Amazon Web Services (AWS) has unveiled Amazon S3 Metadata, a new feature designed to simplify data discovery and management for Amazon S3 users. Currently, in preview in the US East (Ohio and N. Virginia) and US West (Oregon) regions, S3 Metadata enables users to query and analyze their S3 data, leveraging real-time metadata updates and integration with AWS analytics services.
Amazon S3 Metadata automatically captures and organizes metadata for S3 objects, offering insights into system-defined properties—such as object size, storage class, encryption status—and user-defined tags. This capability allows businesses to curate, identify, and utilize their data more effectively for a wide array of applications, including:
- Business Analytics
- Real-time inference applications
- AI model training
Metadata is updated within minutes of changes to S3 objects, ensuring near real-time accuracy. The data is stored in S3 Tables, a new bucket type: a table bucket, which stores tables as subresources.
S3 Metadata employs Apache Iceberg, allowing users to store metadata in fully managed Iceberg tables. This compatibility facilitates high-performance querying at scale using Iceberg-compatible tools such as Apache Spark, Amazon Athena, and Amazon QuickSight.
With Iceberg, each update generates a new row in the table, providing a historical record of object changes that can be easily retrieved and analyzed.
Amrutha Gujjar, CEO of Structured Labs, concluded in a blog post:
By embracing Iceberg, AWS aligns itself with the industry’s move toward open table formats. This not only ensures interoperability with tools like Apache Spark and Flink but also future-proofs investments in S3-based architectures.
S3 Metadata tables integrate seamlessly with AWS analytics tools, enabling robust data processing and visualization. Key integrations include:
- AWS Glue Data Catalog (currently in preview)
- Amazon Athena, Redshift, EMR, and QuickSight for streaming and querying metadata
- Amazon Bedrock, which annotates AI-generated videos stored in S3 with metadata like origin, creation timestamp, and the model used.

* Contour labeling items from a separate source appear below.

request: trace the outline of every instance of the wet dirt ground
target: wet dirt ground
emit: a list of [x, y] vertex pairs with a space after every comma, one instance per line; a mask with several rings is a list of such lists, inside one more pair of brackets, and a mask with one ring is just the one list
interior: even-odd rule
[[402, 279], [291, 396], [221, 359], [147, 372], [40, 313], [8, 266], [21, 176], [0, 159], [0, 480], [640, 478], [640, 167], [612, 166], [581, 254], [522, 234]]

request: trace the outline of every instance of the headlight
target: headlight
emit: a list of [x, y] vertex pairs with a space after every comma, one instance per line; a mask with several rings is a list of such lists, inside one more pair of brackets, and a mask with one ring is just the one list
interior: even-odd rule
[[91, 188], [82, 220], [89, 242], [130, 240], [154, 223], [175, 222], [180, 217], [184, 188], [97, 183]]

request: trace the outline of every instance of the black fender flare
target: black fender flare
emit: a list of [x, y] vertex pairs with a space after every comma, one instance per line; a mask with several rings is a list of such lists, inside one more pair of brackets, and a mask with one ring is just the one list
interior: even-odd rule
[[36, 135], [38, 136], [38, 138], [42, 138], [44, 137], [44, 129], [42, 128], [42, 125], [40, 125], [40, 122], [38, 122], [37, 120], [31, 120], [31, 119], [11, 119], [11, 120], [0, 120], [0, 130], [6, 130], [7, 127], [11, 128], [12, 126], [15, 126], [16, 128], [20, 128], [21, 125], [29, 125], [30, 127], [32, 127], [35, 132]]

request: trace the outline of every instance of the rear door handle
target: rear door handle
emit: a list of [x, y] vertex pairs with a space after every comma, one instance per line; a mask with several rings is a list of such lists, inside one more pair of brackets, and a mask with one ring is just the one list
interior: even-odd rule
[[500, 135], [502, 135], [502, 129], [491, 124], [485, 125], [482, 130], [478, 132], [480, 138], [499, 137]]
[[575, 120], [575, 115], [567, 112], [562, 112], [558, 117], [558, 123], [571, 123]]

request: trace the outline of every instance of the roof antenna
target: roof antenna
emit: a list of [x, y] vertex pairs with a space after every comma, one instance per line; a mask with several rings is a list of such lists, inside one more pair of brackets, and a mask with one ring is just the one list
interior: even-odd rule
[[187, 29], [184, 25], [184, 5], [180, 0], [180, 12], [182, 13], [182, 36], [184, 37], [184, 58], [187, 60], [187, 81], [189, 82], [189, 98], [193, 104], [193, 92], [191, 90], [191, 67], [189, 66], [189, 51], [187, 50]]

The metadata schema includes over 20 elements, from bucket names and object keys to encryption details and user-defined tags. Users can enrich this data further by joining it with application-specific tables.
Enabling S3 Metadata involves three simple steps:
- Create a Table Bucket: Use the create-table-bucket command, the AWS Management Console, or an API call to create a bucket for storing metadata.
- Attach Metadata Configuration: Specify a configuration file to link your data bucket with the metadata table.
- Run Queries: Use tools like Apache Spark or AWS analytics services to query the metadata, enabling insights into object storage, updates, and other critical details.
(Source: AWS News blog post)
An example query looks like this:
spark.sql("SELECT key, size, storage_class, encryption_status FROM mytablebucket.aws_s3_metadata.my_table ORDER BY last_modified_date DESC LIMIT 10").show(false)
Ian Mckay, cloud principal at Kablamo and AWS Community Hero, tweeted:
S3 buckets now support queryable metadata (Iceberg tables) functionality, allowing for a live queryable view of the creations, updates, and deletions of objects using tools like Athena. Check pricing before usage, as the cost increase is non-trivial.
Lastly, users can also configure and manage S3 Metadata through the Amazon S3 Console’s Metadata tab. Pricing is based on the number of updates (object creation, deletion, and metadata changes) and storage costs for the metadata table. Detailed pricing information is available on the S3 Pricing page.